The projections have a significantly smaller variance, and are much
closer to the origin.

we would like to select the direction $u$ corresponding to the first of the two figures above.
To formalize thism note that given a unit vector $u$ and a point $x$, the length of the projection of $x$ onto $u$ is given by the scalar product $x^Tu$, i.e. if $x^{(i)}$ is a point in our datasen, its progection onto $u$ is the distance $x^Tu$ from the origin. 

Hence, to maximize the variance of the projections, we would like to choose a unit-length $u$ so as to maximize:
\begin{equation*}
\frac{1}{n} \sum_{i=1}^n ( x^{(i)^T} u )^2 = \frac{1}{n} \sum_{i=1}^n u^T x^{(i)} x^{(i)^T} u = u^T \Big( \frac{1}{n} \sum_{i=1}^n x^{(i)} x^{(i)^T} \Big) u \ .
\end{equation*}
Maximizing this, subject to $|| u ||_2 = 1$ gives the _principal eigenvector_ of $\Sigma = \frac{1}{n} \Big( \sum_{i=1}^n x^{(i)} x^{(i)^T} \Big)$, which is just the empirical covariance matrix of the data.

__To summarize__, we have found that if we wish to find a $1$-dimensional
subspace with witch to approximate the data, we should choose $u$ to be the
principal eigenvector of $\Sigma$. More generally, if we wish to project our data
into a $k$-dimensional subspace ($k < d$), we should choose $u_1 , . . . , u_k$ to be the
top $k$ eigenvectors of $\Sigma$. The u_i ’s now form a new, orthogonal basis for the
data.
Then, to represent $x^{(i)}$ in this basis, we need only compute the corresponding vector

\begin{equation}
y^{(i)} = \begin{pmatrix} 
u^T_1 x^{(i)} \\ u^T_2 x^{(i)} \\ ... \\ u^T_k x^{(i)} 
\end{pmatrix} 
\in \mathbb{R}^k \ .
\end{equation}

Thus, the vector $y^{(i)}$ gives a lower, $k$-dimenisional, approximation/representation for $x^{(i)} \in \mathbb{R}^d$.

PCA is also referred to as __dimensionality reduction__ algorithm.
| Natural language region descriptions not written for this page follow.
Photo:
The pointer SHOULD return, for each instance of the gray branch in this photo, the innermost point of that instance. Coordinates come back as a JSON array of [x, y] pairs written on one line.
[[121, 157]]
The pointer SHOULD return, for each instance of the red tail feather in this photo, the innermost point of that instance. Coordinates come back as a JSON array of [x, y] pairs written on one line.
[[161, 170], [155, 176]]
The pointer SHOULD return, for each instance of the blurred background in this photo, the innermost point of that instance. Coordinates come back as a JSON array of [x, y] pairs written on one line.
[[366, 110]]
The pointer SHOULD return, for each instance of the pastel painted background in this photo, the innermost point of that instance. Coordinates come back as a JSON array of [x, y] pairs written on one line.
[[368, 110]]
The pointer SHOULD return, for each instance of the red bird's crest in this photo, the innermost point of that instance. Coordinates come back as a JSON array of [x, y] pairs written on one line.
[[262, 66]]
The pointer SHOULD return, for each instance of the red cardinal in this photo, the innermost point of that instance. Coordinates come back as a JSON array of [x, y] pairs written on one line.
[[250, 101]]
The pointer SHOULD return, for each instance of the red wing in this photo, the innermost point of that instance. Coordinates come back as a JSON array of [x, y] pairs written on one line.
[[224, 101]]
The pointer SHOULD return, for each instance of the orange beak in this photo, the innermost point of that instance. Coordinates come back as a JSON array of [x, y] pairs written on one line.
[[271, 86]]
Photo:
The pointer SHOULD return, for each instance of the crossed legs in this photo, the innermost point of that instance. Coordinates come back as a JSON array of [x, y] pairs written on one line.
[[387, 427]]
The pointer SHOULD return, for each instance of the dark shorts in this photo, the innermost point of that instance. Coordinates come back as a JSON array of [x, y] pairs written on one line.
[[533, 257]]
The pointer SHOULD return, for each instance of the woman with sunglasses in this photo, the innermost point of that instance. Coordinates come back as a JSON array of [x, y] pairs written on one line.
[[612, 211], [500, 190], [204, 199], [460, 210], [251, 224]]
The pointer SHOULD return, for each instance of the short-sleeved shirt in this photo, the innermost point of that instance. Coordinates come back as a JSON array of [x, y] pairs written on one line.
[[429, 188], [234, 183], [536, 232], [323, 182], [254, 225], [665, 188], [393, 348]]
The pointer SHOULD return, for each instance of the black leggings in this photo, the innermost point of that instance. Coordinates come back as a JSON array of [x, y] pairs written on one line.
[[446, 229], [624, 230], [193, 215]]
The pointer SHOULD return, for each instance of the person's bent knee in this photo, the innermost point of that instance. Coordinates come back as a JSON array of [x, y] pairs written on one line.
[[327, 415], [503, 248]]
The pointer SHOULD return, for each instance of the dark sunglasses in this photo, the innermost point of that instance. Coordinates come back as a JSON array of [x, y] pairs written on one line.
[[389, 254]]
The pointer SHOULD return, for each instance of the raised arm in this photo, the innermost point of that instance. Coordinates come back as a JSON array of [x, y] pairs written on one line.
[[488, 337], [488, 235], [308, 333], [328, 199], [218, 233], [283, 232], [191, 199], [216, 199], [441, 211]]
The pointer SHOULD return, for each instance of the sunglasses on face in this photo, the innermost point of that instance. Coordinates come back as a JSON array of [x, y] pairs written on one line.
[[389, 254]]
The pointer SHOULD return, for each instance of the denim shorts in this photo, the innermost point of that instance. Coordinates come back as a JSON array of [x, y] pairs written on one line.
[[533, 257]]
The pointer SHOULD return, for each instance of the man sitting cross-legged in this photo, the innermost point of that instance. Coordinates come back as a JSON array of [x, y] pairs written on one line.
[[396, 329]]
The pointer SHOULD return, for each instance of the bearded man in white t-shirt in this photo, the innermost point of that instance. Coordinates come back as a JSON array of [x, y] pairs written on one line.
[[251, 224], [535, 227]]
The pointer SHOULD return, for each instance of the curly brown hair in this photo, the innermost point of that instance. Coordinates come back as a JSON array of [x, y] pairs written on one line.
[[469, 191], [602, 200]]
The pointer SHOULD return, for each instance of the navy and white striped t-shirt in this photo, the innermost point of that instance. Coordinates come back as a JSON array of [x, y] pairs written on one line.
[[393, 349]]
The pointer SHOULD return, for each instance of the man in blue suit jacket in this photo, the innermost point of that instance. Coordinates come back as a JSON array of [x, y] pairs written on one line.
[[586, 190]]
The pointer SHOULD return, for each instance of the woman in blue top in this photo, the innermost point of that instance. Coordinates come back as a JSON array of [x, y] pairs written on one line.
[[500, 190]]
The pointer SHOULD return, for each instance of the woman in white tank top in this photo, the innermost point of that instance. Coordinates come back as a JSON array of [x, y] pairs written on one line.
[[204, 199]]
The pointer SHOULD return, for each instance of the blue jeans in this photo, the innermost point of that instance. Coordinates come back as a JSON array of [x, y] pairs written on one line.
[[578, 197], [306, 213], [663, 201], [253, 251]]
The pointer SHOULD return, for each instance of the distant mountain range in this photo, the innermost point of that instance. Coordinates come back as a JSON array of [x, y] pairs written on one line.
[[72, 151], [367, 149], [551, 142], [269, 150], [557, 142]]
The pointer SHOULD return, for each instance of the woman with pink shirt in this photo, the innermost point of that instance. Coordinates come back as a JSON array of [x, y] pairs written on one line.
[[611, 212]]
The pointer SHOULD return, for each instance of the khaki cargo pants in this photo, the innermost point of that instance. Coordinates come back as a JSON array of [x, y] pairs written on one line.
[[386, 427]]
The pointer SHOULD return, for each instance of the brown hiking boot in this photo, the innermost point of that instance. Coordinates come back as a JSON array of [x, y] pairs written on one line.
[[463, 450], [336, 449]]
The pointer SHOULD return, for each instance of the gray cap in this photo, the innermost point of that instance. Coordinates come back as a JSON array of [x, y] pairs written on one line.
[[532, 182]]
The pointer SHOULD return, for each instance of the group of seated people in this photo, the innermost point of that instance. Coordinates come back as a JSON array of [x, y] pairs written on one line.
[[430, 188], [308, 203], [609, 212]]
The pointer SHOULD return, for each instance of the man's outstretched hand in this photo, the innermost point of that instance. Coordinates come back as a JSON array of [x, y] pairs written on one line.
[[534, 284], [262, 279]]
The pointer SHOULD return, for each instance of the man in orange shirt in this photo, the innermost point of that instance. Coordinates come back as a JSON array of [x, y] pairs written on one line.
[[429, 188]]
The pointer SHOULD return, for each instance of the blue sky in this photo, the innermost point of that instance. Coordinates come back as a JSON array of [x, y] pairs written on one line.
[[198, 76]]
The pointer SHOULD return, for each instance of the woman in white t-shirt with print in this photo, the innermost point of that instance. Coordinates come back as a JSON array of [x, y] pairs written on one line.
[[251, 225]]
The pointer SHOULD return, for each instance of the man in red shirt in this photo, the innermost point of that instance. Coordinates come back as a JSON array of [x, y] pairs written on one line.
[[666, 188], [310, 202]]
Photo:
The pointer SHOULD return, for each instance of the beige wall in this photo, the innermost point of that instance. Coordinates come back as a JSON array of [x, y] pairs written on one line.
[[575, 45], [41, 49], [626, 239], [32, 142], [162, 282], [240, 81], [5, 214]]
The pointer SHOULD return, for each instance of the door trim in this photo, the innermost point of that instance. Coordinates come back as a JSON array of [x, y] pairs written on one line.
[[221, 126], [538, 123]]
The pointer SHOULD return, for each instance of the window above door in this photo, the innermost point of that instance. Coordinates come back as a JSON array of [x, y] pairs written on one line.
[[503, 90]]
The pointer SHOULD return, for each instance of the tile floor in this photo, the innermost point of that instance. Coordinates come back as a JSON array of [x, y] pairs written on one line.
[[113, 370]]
The vectors $u_1 , . . . , u_k$ are called the _first k_ __principal components__ of the data.

A standard application f PCA is to preprocess a dataset to reduce its
dimension before running a supervised learning learning algorithm with the
$x^{(i)}$ ’s as inputs. Apart from computational benefits, reducing the data’s
dimension can also reduce the complexity of the hypothesis class considered
and help avoid overfitting.

***PCA on the IRIS dataset***

Principal component analysis (PCA) performs a linear transformation on the data so that most of the variance or information in your high-dimensional dataset is captured by the first few principal components.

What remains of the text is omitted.